As mulheres que disseram que estavam sob estresse pesado também apresentaram telômeros encurtados, em relação às que se sentiam mais relaxadas --com ou sem filhos deficientes.
"Algumas das mães que tinham muito estresse objetivo e verdadeiro também tinham uma percepção baixa de seu próprio estresse. O próximo passo é tentar compreender o que promove esse tipo de resistência", disse Epel.
Ela disse que o grupo tinha planos de testar o efeito da meditação, do treinamento da mente e da ioga na percepção do próprio estresse e no tamanho do telômero. Uma forma de aconselhamento chamada terapia cognitiva, na qual as pessoas aprendem a moderar suas respostas ao estresse, também pode ajudar, segundo os psicólogos.
A personalidade e a criação quase certamente são responsáveis por parte dessa diferença, entretanto. Em 2003, pesquisadores que acompanharam 850 neozelandeses do nascimento até os 26 anos de idade viram que variações em um único gene ajudavam a prever quais crianças seriam mais suscetíveis à depressão depois de eventos estressantes como divórcio e desemprego.
Pesquisadores dos Institutos Nacionais de Saúde mostraram, em macacos, que a criação calorosa e atenciosa dos filhos pode proteger os jovens animais precisamente dessa variação genética, promovendo resistência em indivíduos geneticamente vulneráveis. Uma criação fria ou abusiva, dizem os psiquiatras, pode ter o efeito oposto.

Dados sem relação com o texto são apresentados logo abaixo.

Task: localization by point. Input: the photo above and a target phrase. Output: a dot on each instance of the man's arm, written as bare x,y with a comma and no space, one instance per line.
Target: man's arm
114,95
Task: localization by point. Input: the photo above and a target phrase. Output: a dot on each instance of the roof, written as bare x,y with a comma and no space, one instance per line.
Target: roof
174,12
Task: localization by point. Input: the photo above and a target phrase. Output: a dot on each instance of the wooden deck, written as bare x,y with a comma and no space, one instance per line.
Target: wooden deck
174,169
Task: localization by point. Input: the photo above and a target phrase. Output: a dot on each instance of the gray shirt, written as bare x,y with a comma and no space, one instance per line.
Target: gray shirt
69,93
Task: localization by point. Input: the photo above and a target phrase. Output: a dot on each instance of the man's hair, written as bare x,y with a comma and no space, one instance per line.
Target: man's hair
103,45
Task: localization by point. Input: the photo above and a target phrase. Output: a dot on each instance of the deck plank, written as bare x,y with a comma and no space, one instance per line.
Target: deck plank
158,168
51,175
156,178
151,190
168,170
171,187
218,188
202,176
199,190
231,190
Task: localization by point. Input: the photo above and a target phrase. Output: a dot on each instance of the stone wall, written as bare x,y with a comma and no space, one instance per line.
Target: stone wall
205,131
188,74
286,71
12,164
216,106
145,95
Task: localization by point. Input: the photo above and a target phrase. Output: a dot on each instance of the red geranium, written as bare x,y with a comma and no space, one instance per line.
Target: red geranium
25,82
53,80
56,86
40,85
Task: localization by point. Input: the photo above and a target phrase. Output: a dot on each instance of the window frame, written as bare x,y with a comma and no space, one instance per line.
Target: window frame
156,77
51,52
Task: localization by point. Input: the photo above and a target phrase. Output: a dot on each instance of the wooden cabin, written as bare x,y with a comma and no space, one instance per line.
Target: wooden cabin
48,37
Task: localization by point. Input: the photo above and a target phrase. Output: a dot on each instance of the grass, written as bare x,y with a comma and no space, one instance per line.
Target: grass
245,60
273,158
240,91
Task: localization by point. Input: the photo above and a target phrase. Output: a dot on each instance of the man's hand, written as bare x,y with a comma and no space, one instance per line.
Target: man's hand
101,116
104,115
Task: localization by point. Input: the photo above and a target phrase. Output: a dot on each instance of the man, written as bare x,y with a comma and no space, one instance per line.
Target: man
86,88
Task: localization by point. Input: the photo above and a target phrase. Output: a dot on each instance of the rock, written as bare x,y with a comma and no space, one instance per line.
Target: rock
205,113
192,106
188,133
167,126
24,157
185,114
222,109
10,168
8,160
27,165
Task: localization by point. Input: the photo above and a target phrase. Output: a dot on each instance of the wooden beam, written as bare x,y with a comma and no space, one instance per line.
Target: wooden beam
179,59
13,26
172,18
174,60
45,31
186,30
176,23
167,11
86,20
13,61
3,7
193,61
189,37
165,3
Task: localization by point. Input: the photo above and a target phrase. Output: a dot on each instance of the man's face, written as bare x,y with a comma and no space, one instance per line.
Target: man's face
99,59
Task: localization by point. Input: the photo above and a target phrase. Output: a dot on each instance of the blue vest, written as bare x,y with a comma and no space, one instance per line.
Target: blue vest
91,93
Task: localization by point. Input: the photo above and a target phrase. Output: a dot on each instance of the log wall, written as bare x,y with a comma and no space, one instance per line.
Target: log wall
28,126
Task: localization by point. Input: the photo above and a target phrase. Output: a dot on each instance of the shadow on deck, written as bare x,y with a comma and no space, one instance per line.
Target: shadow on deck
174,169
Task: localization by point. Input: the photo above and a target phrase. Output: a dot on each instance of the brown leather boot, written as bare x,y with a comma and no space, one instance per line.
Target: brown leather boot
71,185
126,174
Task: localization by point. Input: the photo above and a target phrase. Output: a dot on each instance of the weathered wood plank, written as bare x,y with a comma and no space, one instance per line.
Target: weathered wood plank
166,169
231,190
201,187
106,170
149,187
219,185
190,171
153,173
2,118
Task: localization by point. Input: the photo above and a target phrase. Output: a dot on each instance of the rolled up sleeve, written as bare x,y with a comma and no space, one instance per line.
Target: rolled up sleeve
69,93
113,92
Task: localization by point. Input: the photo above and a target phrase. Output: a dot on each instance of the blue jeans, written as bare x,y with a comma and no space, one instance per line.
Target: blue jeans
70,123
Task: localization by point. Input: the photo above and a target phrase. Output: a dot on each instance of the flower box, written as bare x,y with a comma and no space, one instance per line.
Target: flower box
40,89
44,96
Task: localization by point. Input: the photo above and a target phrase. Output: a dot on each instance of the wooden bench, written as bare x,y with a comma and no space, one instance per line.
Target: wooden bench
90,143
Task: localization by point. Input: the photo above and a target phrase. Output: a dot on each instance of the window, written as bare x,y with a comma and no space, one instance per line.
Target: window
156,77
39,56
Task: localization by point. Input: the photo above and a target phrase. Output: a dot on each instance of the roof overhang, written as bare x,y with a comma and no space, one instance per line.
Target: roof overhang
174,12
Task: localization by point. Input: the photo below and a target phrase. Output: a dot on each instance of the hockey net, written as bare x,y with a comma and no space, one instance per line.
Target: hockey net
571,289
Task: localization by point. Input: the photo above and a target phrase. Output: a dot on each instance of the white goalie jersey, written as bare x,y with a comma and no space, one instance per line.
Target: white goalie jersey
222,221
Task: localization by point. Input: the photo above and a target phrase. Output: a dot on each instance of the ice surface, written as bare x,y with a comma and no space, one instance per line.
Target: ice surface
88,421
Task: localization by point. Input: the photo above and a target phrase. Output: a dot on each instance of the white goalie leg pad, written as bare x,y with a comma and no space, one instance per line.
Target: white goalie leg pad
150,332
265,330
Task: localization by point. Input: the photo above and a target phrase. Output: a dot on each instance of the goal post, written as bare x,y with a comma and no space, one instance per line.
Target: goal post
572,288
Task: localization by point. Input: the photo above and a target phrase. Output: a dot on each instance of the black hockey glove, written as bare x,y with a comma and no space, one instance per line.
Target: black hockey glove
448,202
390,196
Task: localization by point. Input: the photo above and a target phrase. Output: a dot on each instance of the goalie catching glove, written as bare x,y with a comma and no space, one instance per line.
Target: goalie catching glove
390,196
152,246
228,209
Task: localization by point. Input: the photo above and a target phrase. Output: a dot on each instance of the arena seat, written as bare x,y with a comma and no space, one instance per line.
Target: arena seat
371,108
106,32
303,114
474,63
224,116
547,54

"Todos esses fatores se combinam e modulam a forma como a pessoa lida com o estresse", disse Ronald Glaser, diretor do Instituto de Pesquisa de Medicina de Comportamento da Universidade Estadual de Ohio.
Junto com sua esposa, Janice Kiecolt-Glaser, ele documentou o efeito do estresse na função imune. "Agora temos evidências, vindas de vários campos de estudo --de cura de feridas, de inflamações, de vacinas e de idade celular-- que realmente corroboram" que o estresse pode causar verdadeiro dano.
Especialistas advertem que o estudo do telômero precisa ser duplicado e que ninguém ainda mostrou de forma convincente que o estresse psicológico pode encurtar significativamente a vida das pessoas. Além disso, está longe de claro como uma preocupação com uma dificuldade de aprendizado de uma criança, por exemplo, poderia levar a um encurtamento dos telômeros dos pais antes do tempo.
Apesar de os pesquisadores saberem que tensão emocional desse tipo promove a liberação de hormônios de estresse, como o cortisol, que com o tempo pode prejudicar as células, ninguém sabe como esses hormônios e outras toxinas relacionadas ao estresse afetam os telômeros.
"Nesse instante, essa é a caixa preta", disse Blackburn, "e é isso que vamos estudar agora".